The reason why you don't find any reference to Pearl here yet is because none of the methods currently implemented deal directly with his work. When the PC algorithm is released in the near future, its docstring will reference Pearl, as well as Spirtes et al. and related works (which are referenced in the paper you mentioned).
Until now, we've been focused on getting all the low-level machinery and a stable API in place. Since that is now in place since v2.0, the natural next step now is to implement PC, and any other related causal inference frameworks that exist out there. (PS: pull requests are very welcome, if you feel inclined!)
Maybe IMO it would be interesting to add some references to the documentation.
We definitely need some sort of summary page where all the seminal works on the topic are mentioned! I'll keep this issue open as a reminder.
this ArXiV paper: Kalainathan, D., & Goudet, O. (2019). Causal Discovery Toolbox: Uncover causal relationships in Python. ArXiv. /abs/1903.02278.

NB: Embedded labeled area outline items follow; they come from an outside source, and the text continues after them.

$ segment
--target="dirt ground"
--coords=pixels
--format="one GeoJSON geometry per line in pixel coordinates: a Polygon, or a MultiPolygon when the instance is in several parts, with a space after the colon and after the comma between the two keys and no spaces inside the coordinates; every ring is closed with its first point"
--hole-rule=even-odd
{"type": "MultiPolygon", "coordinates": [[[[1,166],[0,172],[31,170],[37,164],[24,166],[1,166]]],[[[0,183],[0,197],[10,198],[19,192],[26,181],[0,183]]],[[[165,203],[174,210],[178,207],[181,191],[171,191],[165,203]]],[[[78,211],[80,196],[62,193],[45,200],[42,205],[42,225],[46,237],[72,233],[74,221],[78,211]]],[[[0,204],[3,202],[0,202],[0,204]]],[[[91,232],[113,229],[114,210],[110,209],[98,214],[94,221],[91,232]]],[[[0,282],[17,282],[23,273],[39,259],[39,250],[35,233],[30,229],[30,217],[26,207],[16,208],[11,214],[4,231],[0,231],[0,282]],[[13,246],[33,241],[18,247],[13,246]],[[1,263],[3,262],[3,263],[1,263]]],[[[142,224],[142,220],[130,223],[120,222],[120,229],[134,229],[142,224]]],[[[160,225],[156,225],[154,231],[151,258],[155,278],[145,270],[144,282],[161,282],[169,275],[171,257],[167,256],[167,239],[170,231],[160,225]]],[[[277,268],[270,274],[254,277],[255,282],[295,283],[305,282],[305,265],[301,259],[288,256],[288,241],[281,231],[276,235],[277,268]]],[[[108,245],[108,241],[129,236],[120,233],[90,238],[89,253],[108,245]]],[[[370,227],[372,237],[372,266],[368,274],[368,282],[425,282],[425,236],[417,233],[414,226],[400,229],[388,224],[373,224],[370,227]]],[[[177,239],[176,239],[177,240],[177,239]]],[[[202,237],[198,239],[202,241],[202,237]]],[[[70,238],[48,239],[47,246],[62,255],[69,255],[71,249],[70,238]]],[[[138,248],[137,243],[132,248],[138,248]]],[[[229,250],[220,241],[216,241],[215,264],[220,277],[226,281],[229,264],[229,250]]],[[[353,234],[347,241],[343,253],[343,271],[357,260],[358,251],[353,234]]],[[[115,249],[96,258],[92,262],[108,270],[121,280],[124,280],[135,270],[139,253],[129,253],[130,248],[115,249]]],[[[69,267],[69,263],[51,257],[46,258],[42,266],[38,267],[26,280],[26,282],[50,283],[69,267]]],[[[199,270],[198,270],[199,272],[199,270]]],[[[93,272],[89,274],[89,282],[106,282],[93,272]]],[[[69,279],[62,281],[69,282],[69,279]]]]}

Under the hood, the graph inference pipeline for this package is actually quite similar to what is described in Figure 1 of this paper. In particular, you can use any pairwise association measure in this package to infer an undirected graph (the middle portion of their Figure 1). However, you'd have to do it manually until the PC or related algorithms is in place (or use CausalInference.jl!)
Unfortunately, I have no knowledge of the Python package or the R packages mentioned in the paper. I'm implementing everything from scratch here, as part of my learning journey and own research on time series causal inference.
If there's anything in particular you'd like to see in terms of functionality, you can always open a specific issue to request its implementation!